Héctor Ruiz en el mar.

Vuelvo del médico. Mi rostro serio y pensativo en el espejo deja entrever preocupación. Han pasado varias semanas desde que salté por última vez al agua. La sensación de libertad y esa agradable soledad entre tus pensamientos centrados en cada brazada, en cada respiración, en cada latido de tu corazón para cumplir un sueño. Todo eso ha desaparecido…

Los últimos días han sido un ir y venir del médico a casa y de casa al médico. Como he comentado, hace unos días que no entreno ya que tuve unos episodios de arritmias que cada vez eran más intensos y seguidos. Después de muchas pruebas (de esfuerzo, Holter, resonancia magnética cardíaca, eco…) han encontrado un pequeño problema con el corazón que habrá que tratar antes no me vuelva a tirar al agua, y es que hasta que no le pongamos remedio me han prohibido el deporte a cualquier intensidad. La recomendación del médico ha sido intervenir con una pequeña operación con el fin de mejorar mi salud para después poder entrenar y/o practicar deporte con garantías durante toda mi vida. No hay más opciones si quiero seguir luchando para cumplir el que ha sido desde hace muchos años mi sueño, los Juegos Olímpicos.

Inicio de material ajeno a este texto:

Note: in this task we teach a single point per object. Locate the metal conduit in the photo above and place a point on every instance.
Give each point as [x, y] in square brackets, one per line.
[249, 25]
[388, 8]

El ver como poco a poco se alejan tus sueños es más doloroso que cualquier dolor físico. Os lo aseguro. Hay un momento crítico y temido por todo deportista, la retirada. Aquí se formulan varias preguntas como: ¿qué te dice tu corazón? o ¿qué te pide tu cabeza? Pero cuando no hay preguntas cuales puedes elegir sino que se formula una frase en imperativo, “hasta aquí hemos llegado, déjalo”, entonces ya es más complicado. Sea como fuere, tengo la suerte de que a día de hoy y a pesar de todo, puedo elegir. Así que rompo todos esos pensamientos en mil pedazos.

A lo largo de mi trayectoria deportiva me he encontrado con muchos baches en el camino, con muchas piedras, rocas, montañas… pero este ha sido un golpe muy duro. Superado con éxito todo lo que me he ido encontrando hasta ahora, me dispongo a afrontar el último contratiempo mirándole de tú a tú. “Otro más, con el respeto que te pueda tener pero convencido de que también te ganaré. Voy a por ti”.

A ti, que me estás leyendo. Quiero decirte algo: lucha hasta el final. Sé constante y aprovecha cada oportunidad que te brinde la vida. No te des por vencido, aun existiendo tan sólo una oportunidad entre un millón. Recuerda siempre que ningún campeón ha llegado a la cima sin saber qué se siente al probar la derrota. Por mucho que te pongan palos en las ruedas o por muchos golpes que recibas, levántate. Lucha hasta que exhales tu último aliento.